Speaking at a conference on price regulation on August 24, Khai underlined the need to build on the achieved successes to ensure effective price regulation in the coming time.
He assigned the Ministry of Finance (MOF) to review the impact of fiscal policies that will be no longer in effect at the end of the year and propose appropriate solutions while keeping a close watch on global oil prices in order to apply timely fiscal measures.
In the meantime, the State Bank of Vietnam (SBV) was requested to regulate interest rates, exchange rates and credit in a flexible manner so as to keep inflation under control and support economic growth.

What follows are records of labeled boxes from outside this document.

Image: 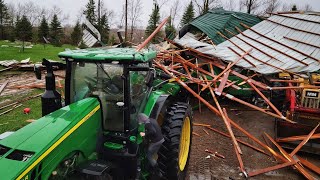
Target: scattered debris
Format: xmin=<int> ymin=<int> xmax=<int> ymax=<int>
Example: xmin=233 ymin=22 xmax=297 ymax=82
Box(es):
xmin=154 ymin=27 xmax=319 ymax=178
xmin=192 ymin=132 xmax=201 ymax=137
xmin=23 ymin=108 xmax=31 ymax=114
xmin=205 ymin=149 xmax=226 ymax=159
xmin=26 ymin=119 xmax=37 ymax=123
xmin=0 ymin=80 xmax=9 ymax=95
xmin=0 ymin=104 xmax=22 ymax=116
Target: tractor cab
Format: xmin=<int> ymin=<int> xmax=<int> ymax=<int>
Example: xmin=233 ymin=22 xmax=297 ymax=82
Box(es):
xmin=36 ymin=48 xmax=156 ymax=177
xmin=59 ymin=48 xmax=156 ymax=133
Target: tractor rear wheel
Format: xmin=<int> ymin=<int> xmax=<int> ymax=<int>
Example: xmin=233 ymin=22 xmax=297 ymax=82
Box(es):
xmin=158 ymin=102 xmax=192 ymax=180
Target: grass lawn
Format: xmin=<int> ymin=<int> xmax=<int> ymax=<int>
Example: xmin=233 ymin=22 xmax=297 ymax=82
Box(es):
xmin=0 ymin=90 xmax=43 ymax=134
xmin=0 ymin=41 xmax=75 ymax=62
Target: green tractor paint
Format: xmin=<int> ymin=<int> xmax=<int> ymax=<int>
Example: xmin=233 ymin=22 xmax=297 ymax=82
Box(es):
xmin=0 ymin=48 xmax=192 ymax=180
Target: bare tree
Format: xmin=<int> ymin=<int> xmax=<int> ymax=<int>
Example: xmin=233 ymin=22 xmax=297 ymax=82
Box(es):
xmin=128 ymin=0 xmax=143 ymax=41
xmin=154 ymin=0 xmax=169 ymax=9
xmin=264 ymin=0 xmax=281 ymax=14
xmin=239 ymin=0 xmax=265 ymax=14
xmin=303 ymin=4 xmax=313 ymax=11
xmin=194 ymin=0 xmax=221 ymax=15
xmin=170 ymin=0 xmax=181 ymax=25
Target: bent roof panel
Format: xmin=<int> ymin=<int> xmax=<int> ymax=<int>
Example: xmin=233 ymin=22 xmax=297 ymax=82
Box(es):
xmin=190 ymin=8 xmax=261 ymax=45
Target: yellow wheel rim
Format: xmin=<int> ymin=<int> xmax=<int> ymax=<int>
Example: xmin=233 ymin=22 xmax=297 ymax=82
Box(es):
xmin=179 ymin=117 xmax=191 ymax=171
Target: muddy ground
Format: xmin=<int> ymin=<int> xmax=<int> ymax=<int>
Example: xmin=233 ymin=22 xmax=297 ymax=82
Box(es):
xmin=187 ymin=100 xmax=320 ymax=180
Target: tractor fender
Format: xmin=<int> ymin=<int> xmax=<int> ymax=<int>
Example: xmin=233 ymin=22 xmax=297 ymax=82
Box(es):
xmin=149 ymin=94 xmax=171 ymax=119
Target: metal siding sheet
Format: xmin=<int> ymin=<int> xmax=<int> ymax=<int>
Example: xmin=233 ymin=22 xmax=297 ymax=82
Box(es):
xmin=179 ymin=14 xmax=320 ymax=74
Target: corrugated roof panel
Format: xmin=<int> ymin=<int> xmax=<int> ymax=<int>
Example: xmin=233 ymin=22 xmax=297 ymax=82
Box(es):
xmin=176 ymin=14 xmax=320 ymax=74
xmin=190 ymin=9 xmax=261 ymax=44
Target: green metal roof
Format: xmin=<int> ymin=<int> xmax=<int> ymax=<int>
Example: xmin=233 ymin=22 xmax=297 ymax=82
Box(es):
xmin=58 ymin=48 xmax=156 ymax=62
xmin=190 ymin=8 xmax=262 ymax=45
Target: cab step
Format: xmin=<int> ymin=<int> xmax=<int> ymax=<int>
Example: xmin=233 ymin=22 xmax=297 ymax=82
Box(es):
xmin=78 ymin=160 xmax=112 ymax=176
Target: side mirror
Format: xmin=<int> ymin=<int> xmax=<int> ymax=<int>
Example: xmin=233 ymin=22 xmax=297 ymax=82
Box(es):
xmin=33 ymin=65 xmax=41 ymax=80
xmin=146 ymin=68 xmax=156 ymax=87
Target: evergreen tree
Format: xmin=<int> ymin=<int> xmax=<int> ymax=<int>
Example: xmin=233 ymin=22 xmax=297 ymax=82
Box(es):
xmin=0 ymin=0 xmax=10 ymax=39
xmin=180 ymin=1 xmax=194 ymax=27
xmin=98 ymin=14 xmax=110 ymax=43
xmin=83 ymin=0 xmax=97 ymax=25
xmin=291 ymin=4 xmax=298 ymax=11
xmin=38 ymin=16 xmax=49 ymax=43
xmin=50 ymin=14 xmax=63 ymax=46
xmin=71 ymin=21 xmax=82 ymax=46
xmin=145 ymin=2 xmax=161 ymax=43
xmin=165 ymin=16 xmax=176 ymax=39
xmin=108 ymin=34 xmax=116 ymax=46
xmin=16 ymin=16 xmax=32 ymax=52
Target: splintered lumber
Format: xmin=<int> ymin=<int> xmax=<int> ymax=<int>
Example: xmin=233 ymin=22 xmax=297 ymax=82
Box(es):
xmin=213 ymin=48 xmax=252 ymax=81
xmin=0 ymin=80 xmax=9 ymax=95
xmin=204 ymin=149 xmax=226 ymax=159
xmin=290 ymin=123 xmax=320 ymax=157
xmin=207 ymin=127 xmax=269 ymax=156
xmin=276 ymin=133 xmax=320 ymax=142
xmin=202 ymin=129 xmax=209 ymax=135
xmin=247 ymin=80 xmax=284 ymax=119
xmin=166 ymin=39 xmax=268 ymax=90
xmin=192 ymin=123 xmax=211 ymax=127
xmin=154 ymin=62 xmax=220 ymax=115
xmin=215 ymin=71 xmax=230 ymax=96
xmin=297 ymin=156 xmax=320 ymax=174
xmin=192 ymin=132 xmax=201 ymax=137
xmin=229 ymin=118 xmax=287 ymax=162
xmin=265 ymin=133 xmax=315 ymax=179
xmin=222 ymin=92 xmax=296 ymax=123
xmin=136 ymin=17 xmax=169 ymax=51
xmin=248 ymin=162 xmax=296 ymax=177
xmin=209 ymin=76 xmax=242 ymax=154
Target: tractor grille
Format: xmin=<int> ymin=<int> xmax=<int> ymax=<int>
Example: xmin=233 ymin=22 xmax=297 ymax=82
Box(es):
xmin=301 ymin=89 xmax=320 ymax=109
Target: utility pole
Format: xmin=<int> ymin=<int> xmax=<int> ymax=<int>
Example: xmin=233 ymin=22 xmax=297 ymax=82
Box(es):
xmin=247 ymin=0 xmax=253 ymax=14
xmin=124 ymin=0 xmax=128 ymax=42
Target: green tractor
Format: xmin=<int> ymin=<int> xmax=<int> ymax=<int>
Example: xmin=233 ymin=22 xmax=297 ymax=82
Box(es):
xmin=0 ymin=48 xmax=192 ymax=180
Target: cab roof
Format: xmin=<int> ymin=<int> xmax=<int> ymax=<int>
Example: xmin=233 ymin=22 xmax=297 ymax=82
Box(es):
xmin=58 ymin=48 xmax=156 ymax=62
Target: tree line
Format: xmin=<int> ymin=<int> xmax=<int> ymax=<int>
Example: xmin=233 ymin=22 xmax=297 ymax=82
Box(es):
xmin=0 ymin=0 xmax=110 ymax=47
xmin=0 ymin=0 xmax=312 ymax=46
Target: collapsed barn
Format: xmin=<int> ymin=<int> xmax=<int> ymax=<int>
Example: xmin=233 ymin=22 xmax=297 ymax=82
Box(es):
xmin=155 ymin=11 xmax=320 ymax=179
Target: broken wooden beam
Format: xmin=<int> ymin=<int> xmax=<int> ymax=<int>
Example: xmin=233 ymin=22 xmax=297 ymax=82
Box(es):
xmin=0 ymin=80 xmax=9 ymax=95
xmin=206 ymin=127 xmax=269 ymax=156
xmin=248 ymin=162 xmax=296 ymax=177
xmin=136 ymin=17 xmax=169 ymax=51
xmin=276 ymin=133 xmax=320 ymax=142
xmin=265 ymin=133 xmax=315 ymax=179
xmin=290 ymin=123 xmax=320 ymax=157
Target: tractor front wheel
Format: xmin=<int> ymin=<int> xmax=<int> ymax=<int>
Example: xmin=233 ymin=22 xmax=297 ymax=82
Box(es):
xmin=158 ymin=102 xmax=192 ymax=180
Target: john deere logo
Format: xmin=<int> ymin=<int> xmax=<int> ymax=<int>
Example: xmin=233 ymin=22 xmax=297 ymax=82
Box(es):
xmin=306 ymin=91 xmax=318 ymax=97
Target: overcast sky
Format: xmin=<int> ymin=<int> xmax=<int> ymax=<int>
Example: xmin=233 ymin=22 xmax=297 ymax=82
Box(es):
xmin=4 ymin=0 xmax=320 ymax=26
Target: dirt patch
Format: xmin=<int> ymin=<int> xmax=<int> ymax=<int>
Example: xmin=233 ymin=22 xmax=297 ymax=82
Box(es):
xmin=0 ymin=71 xmax=64 ymax=103
xmin=188 ymin=101 xmax=320 ymax=180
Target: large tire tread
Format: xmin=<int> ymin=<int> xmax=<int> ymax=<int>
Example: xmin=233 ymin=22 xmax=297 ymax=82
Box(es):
xmin=158 ymin=102 xmax=192 ymax=180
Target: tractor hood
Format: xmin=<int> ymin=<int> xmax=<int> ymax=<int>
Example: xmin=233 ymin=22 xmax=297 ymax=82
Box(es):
xmin=0 ymin=98 xmax=100 ymax=179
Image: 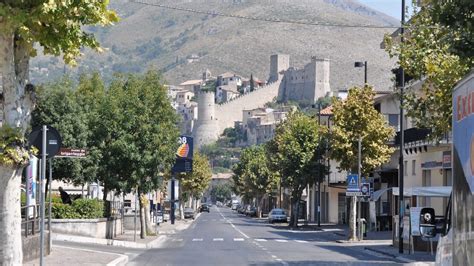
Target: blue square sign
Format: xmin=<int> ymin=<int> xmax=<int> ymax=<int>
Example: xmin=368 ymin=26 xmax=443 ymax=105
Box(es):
xmin=347 ymin=175 xmax=360 ymax=192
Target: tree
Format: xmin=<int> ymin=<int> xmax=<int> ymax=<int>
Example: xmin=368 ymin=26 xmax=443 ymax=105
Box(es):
xmin=250 ymin=74 xmax=255 ymax=91
xmin=267 ymin=112 xmax=327 ymax=227
xmin=233 ymin=143 xmax=278 ymax=216
xmin=385 ymin=0 xmax=474 ymax=139
xmin=0 ymin=0 xmax=118 ymax=264
xmin=210 ymin=182 xmax=232 ymax=202
xmin=32 ymin=73 xmax=105 ymax=189
xmin=330 ymin=86 xmax=395 ymax=240
xmin=177 ymin=152 xmax=212 ymax=208
xmin=99 ymin=71 xmax=179 ymax=238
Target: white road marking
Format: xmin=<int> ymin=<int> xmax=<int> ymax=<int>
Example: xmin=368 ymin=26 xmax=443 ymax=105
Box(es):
xmin=295 ymin=240 xmax=308 ymax=243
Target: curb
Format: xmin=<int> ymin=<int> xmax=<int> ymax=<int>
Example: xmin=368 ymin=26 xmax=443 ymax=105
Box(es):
xmin=52 ymin=234 xmax=166 ymax=249
xmin=54 ymin=246 xmax=128 ymax=266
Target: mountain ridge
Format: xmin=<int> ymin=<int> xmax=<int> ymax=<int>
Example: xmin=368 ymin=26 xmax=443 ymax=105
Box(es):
xmin=32 ymin=0 xmax=397 ymax=90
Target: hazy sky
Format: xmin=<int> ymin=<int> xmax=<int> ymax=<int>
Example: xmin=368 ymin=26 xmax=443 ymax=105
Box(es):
xmin=357 ymin=0 xmax=404 ymax=20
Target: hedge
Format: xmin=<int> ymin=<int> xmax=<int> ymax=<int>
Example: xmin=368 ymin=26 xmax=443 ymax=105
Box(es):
xmin=51 ymin=199 xmax=104 ymax=219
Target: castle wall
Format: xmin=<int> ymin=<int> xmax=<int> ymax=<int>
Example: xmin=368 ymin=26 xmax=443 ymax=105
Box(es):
xmin=193 ymin=92 xmax=221 ymax=148
xmin=215 ymin=81 xmax=280 ymax=133
xmin=268 ymin=54 xmax=290 ymax=83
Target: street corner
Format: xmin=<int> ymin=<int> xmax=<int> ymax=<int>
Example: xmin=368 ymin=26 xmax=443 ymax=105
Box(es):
xmin=23 ymin=246 xmax=128 ymax=266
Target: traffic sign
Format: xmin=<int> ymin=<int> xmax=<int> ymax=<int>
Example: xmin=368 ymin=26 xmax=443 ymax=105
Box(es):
xmin=347 ymin=175 xmax=360 ymax=192
xmin=360 ymin=183 xmax=370 ymax=196
xmin=346 ymin=191 xmax=363 ymax=197
xmin=28 ymin=126 xmax=62 ymax=158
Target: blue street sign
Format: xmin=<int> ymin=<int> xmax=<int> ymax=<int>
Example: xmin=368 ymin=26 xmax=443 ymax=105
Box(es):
xmin=347 ymin=175 xmax=360 ymax=192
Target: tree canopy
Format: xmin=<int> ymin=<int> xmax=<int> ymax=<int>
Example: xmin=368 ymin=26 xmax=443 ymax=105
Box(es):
xmin=267 ymin=112 xmax=327 ymax=226
xmin=330 ymin=86 xmax=395 ymax=176
xmin=385 ymin=0 xmax=474 ymax=139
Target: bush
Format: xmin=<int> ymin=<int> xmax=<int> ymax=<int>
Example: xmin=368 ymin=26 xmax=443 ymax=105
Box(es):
xmin=72 ymin=199 xmax=104 ymax=219
xmin=51 ymin=203 xmax=80 ymax=219
xmin=51 ymin=199 xmax=104 ymax=219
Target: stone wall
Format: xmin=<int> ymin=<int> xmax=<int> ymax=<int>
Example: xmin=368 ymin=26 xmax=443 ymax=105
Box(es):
xmin=215 ymin=81 xmax=280 ymax=131
xmin=51 ymin=218 xmax=122 ymax=239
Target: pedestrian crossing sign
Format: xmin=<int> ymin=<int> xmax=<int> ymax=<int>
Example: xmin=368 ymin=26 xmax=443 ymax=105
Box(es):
xmin=347 ymin=175 xmax=360 ymax=192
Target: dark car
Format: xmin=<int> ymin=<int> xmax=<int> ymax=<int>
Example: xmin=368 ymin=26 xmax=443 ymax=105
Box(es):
xmin=199 ymin=203 xmax=209 ymax=212
xmin=245 ymin=206 xmax=257 ymax=217
xmin=268 ymin=209 xmax=288 ymax=224
xmin=184 ymin=208 xmax=194 ymax=220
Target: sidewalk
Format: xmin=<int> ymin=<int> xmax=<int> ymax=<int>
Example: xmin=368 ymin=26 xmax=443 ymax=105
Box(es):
xmin=23 ymin=245 xmax=128 ymax=266
xmin=334 ymin=226 xmax=436 ymax=265
xmin=52 ymin=216 xmax=198 ymax=249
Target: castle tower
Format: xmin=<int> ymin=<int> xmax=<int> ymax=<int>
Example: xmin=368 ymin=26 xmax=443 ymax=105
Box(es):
xmin=268 ymin=54 xmax=290 ymax=83
xmin=193 ymin=91 xmax=219 ymax=149
xmin=312 ymin=57 xmax=331 ymax=100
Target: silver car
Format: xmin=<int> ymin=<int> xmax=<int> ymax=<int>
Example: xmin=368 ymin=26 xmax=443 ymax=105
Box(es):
xmin=268 ymin=209 xmax=288 ymax=224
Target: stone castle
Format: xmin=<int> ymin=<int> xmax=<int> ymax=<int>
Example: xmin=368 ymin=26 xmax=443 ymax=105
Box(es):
xmin=193 ymin=54 xmax=331 ymax=148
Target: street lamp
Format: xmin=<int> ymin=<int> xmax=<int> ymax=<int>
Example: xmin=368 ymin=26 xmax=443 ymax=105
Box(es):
xmin=354 ymin=61 xmax=367 ymax=84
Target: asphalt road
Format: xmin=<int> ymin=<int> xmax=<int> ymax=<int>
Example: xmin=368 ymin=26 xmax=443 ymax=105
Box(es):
xmin=120 ymin=207 xmax=398 ymax=266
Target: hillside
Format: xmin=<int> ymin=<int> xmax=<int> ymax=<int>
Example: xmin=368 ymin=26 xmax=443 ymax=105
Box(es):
xmin=31 ymin=0 xmax=397 ymax=90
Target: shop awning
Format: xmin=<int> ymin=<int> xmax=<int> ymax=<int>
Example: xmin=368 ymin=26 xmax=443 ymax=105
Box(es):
xmin=371 ymin=186 xmax=452 ymax=201
xmin=392 ymin=186 xmax=453 ymax=197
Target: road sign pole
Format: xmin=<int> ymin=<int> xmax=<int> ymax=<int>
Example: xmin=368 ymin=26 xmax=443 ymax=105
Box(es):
xmin=170 ymin=177 xmax=175 ymax=224
xmin=357 ymin=136 xmax=362 ymax=241
xmin=40 ymin=125 xmax=48 ymax=266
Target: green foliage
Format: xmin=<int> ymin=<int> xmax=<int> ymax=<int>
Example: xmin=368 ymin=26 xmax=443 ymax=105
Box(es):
xmin=32 ymin=73 xmax=106 ymax=185
xmin=0 ymin=0 xmax=118 ymax=65
xmin=0 ymin=124 xmax=32 ymax=166
xmin=211 ymin=182 xmax=232 ymax=202
xmin=232 ymin=146 xmax=278 ymax=201
xmin=51 ymin=203 xmax=80 ymax=219
xmin=97 ymin=71 xmax=179 ymax=194
xmin=178 ymin=152 xmax=212 ymax=200
xmin=51 ymin=199 xmax=104 ymax=219
xmin=385 ymin=0 xmax=474 ymax=139
xmin=266 ymin=112 xmax=327 ymax=226
xmin=72 ymin=199 xmax=104 ymax=219
xmin=330 ymin=86 xmax=395 ymax=176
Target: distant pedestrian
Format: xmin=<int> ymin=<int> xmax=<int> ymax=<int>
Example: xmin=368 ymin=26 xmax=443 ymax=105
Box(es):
xmin=59 ymin=187 xmax=72 ymax=205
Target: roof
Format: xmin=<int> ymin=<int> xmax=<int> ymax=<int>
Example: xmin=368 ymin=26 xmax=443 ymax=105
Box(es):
xmin=321 ymin=105 xmax=332 ymax=115
xmin=219 ymin=72 xmax=237 ymax=78
xmin=179 ymin=79 xmax=202 ymax=86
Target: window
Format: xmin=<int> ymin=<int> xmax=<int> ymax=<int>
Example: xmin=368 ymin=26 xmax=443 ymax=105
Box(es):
xmin=388 ymin=114 xmax=400 ymax=129
xmin=421 ymin=170 xmax=431 ymax=207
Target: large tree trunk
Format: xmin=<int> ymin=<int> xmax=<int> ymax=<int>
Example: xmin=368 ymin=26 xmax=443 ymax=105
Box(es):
xmin=0 ymin=166 xmax=23 ymax=265
xmin=0 ymin=22 xmax=33 ymax=265
xmin=349 ymin=197 xmax=357 ymax=240
xmin=138 ymin=193 xmax=146 ymax=239
xmin=143 ymin=195 xmax=154 ymax=235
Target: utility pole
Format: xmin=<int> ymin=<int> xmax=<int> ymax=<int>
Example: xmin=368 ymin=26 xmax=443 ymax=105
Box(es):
xmin=317 ymin=101 xmax=322 ymax=227
xmin=357 ymin=135 xmax=362 ymax=241
xmin=398 ymin=0 xmax=408 ymax=254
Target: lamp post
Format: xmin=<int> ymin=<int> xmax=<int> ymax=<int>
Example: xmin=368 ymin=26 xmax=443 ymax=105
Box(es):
xmin=354 ymin=61 xmax=367 ymax=85
xmin=398 ymin=0 xmax=408 ymax=254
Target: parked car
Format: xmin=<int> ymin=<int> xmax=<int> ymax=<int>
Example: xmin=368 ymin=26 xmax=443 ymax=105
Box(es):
xmin=199 ymin=203 xmax=209 ymax=212
xmin=268 ymin=208 xmax=288 ymax=224
xmin=184 ymin=208 xmax=194 ymax=220
xmin=245 ymin=205 xmax=257 ymax=217
xmin=237 ymin=205 xmax=248 ymax=214
xmin=163 ymin=210 xmax=170 ymax=222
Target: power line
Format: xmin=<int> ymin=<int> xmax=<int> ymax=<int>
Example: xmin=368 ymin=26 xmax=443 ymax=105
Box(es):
xmin=129 ymin=0 xmax=400 ymax=29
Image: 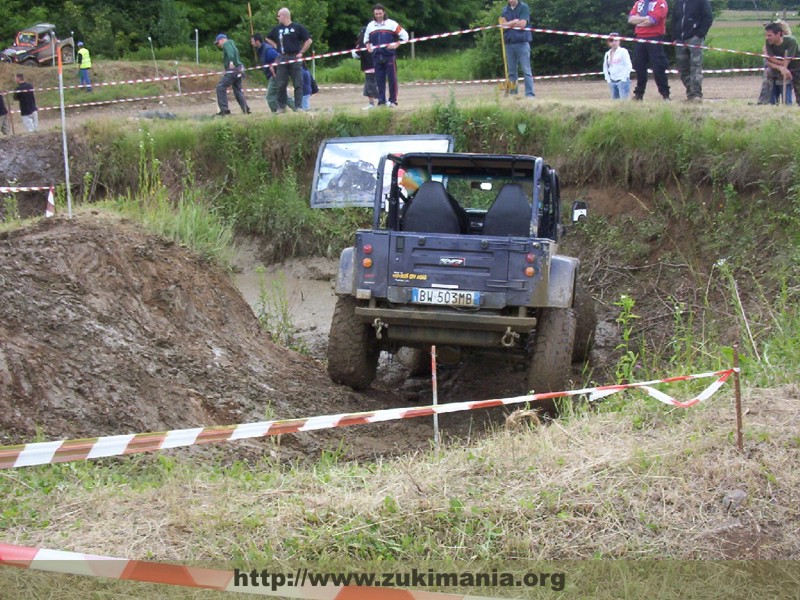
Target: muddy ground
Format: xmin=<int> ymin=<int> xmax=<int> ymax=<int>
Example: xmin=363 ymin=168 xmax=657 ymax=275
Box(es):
xmin=0 ymin=212 xmax=580 ymax=457
xmin=0 ymin=72 xmax=776 ymax=457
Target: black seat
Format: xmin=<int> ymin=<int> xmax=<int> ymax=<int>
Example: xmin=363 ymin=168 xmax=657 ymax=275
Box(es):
xmin=483 ymin=183 xmax=531 ymax=237
xmin=402 ymin=181 xmax=461 ymax=233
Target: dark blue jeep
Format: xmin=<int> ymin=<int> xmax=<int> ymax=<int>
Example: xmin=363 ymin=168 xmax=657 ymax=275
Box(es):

At the conference, the MOF forecast that Vietnam’s inflation in 2022 will be in the range of 3.37%-3.87%, while the General Statistics Office put the figure at 3.4%-3.7%. The SBV predicted that Vietnam’s inflation will reach about 3.7%.
Citing official data, Deputy PM Khai stated that Vietnam’s average inflation in the first seven months of 2022 was 2.54%, which is relatively low compared to many developed economies, thanks to effective and consistent price regulations efforts.
In his concluding remarks, Khai asked the MOF to collect opinions at the conference towards the completion of a report as a basis for the price regulation task in the remainder of the year so as to fulfil the goal of curbing inflation at about 4%.